You should consider the following when publishing a workflow as Open:
- License is mandatory. Without it, workflows cannot be reused.
- Others must be able to copy and share the workflow.
- Adaptation and extension must be permitted.
- The license applies regardless of packaging of the software
A licence is the permission slip for reuse. In Earth Science, this ensures others can validate, extend, and integrate your work into new experiments and platforms.
Open Source licenses fall into several families: Copyleft (e.g., GPL) enforces “share-alike” obligations and requires derivatives to remain open; Permissive (e.g., MIT, BSD) allows wide reuse with attribution and minimal restrictions; Creative Commons offers building blocks such as attribution, share-alike, non-commercial, and no-derivatives clauses; and Public Domain effectively removes restrictions altogether, though liability questions may remain.
EarthCODE workflows are typically licensed under OSI-approved licenses, most commonly:
| Licence | Description & Typical Use in EarthCODE | Notes |
|---|---|---|
| Apache 2.0 | permissive, allows reuse, redistribution, and patent protection. | Encourages wide adoption. |
| MIT | Simple and permissive; common in scientific notebooks and lightweight workflows. | Maximum flexibility but no patent protection. |
| BSD 3-Clause | Academic-friendly, permissive with attribution and no-endorsement clause. | Common in research software. |
| EUPL | EU-backed open source license, ensuring strong copyleft and EU compatibility. | Increasingly used in European public-sector projects. |
In practice:
For EarthCODE workflows, the default recommendation is Apache 2.0 or MIT for maximum reuse and interoperability.
In OGC API Records or EarthCODE metadata, workflows should declare the license explicitly:
json
{
"id": "example-workflow",
"type": "workflow",
"license": "Apache-2.0",
"links": [
{ "rel": "license", "href": "https://www.apache.org/licenses/LICENSE-2.0" },
]
}Input, Example and Related Data
Workflows in EarthCODE should clearly document the input data they require and the outputs they generate. This is typically captured through an associated Experiment, which links workflows to datasets, configurations, and results.
In some cases, input data itself may be a candidate for publication in EarthCODE—for example, smaller datasets such as in-situ measurements, training/labelled data, or other derived collections. Large, publicly available archives (e.g., Sentinel or Landsat) are not re-uploaded but referenced directly.
Validate Before Publishing
Before publishing, make sure your workflow executes successfully in the declared environment (e.g., include an environment.yml or list of dependencies). If the workflow processes large datasets, test it first on a small sample to confirm it runs as expected.

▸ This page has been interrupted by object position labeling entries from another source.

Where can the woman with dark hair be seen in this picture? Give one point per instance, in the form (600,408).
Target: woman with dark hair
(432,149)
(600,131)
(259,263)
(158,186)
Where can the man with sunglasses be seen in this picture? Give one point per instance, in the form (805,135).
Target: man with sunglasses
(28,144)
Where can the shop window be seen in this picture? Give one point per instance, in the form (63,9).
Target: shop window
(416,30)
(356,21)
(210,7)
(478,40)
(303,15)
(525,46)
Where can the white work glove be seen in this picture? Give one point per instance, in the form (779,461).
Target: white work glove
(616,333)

Where possible, re-run the workflow and create an Experiment to allow for verification and reproducibility.
DOI Assignment
In Development
A Digital Object Identifier (DOI) provides a persistent, citable link to your EarthCODE Workflow, making it reliably referenceable in publications, catalogs, and research outputs. DOIs are essential for making workflows Findable under the FAIR principles.
EarthCODE can mint and assign a DOI to your workflow for free during publishing. It will be recorded in the OGC API Record metadata and shown in the ESA Open Science Catalog. Simply request a DOI in your pull request or by email to earth-code@esa.int.
If your workflow already has a DOI, include it in your metadata (e.g., using the Scientific Citation Extension):
json
"sci:doi": "https://doi.org/10.57780/s3d-83ad619"